Step #3   We need 0.011 moles of HCl and the solution we have available is 0.556 M. Therefore

                          0.556 mol  =   0.011 mol
                           1000 mL              x

                            x =  19.78 mL are needed.

If  we measure out 19.78 mL of the HCl solution it will exactly neutralize the NaOH.
 
 

Example Problem #2:    How many millilitres of 0.114 M H2SO4 solution provide the sulphuric acid required to react with the sodium hydroxide in 32.2 mL of 0.122 M NaOH according to the following equation?

                       H2SO4(aq)  +  2 NaOH(aq) ------>  Na2SO4(aq)  + 2 H2O
 

Solution:  Again we need the mL --> mol --> mol --> mL solution.
 
Step #1
    Start with what you know.    You have 32.3 mL of 0.122 NaOH.

                             0.122 mol  =       x
                               1000 mL       32.3 mL

                               x = 0.004 mol of NaOH are present.
 

Step #2               1 H2SO42 NaOH
                                  x            0.004 mol

                                 x = 0.002 mol of H2SO4 are required.
 

 Step #3     Therefore we need:

                        0.114 mol  =  0.002  mol
                         1000 mL             x                       x = 17.54 mL are needed.
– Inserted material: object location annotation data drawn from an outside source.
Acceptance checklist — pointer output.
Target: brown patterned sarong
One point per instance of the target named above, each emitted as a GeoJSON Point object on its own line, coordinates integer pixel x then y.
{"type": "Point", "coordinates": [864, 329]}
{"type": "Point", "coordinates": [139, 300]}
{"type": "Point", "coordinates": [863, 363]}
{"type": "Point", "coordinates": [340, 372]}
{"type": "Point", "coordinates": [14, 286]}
Therefore we need 17.54 mL of 0.114 M H2SO4 to exactly neutralize 32.3 mL of a 0.122 M solution of NaOH.
 

Practise Problems
1.  What volume of 0.337 M KOH provides enough solute to combine with the sulphuric acid in 18.6 mL of 0.156 M H2SO4?   The reaction is:

                2 KOH(aq)  +  H2SO4(aq) ---->  K2SO4(aq)  +  2 H2O
 
 
 
 
 
 
 
 
 

2.  Hydrochloric acid reacts with sodium carbonate as follows:

                2 HCl(aq)  + Na2CO3(aq)  ------->  2 NaCl(aq)  + CO2(g)  +  H2O

    What volume of 0.224 M HCl is neutralized by the Na2CO3 in 24.2 mL of 0.284 M Na2CO3?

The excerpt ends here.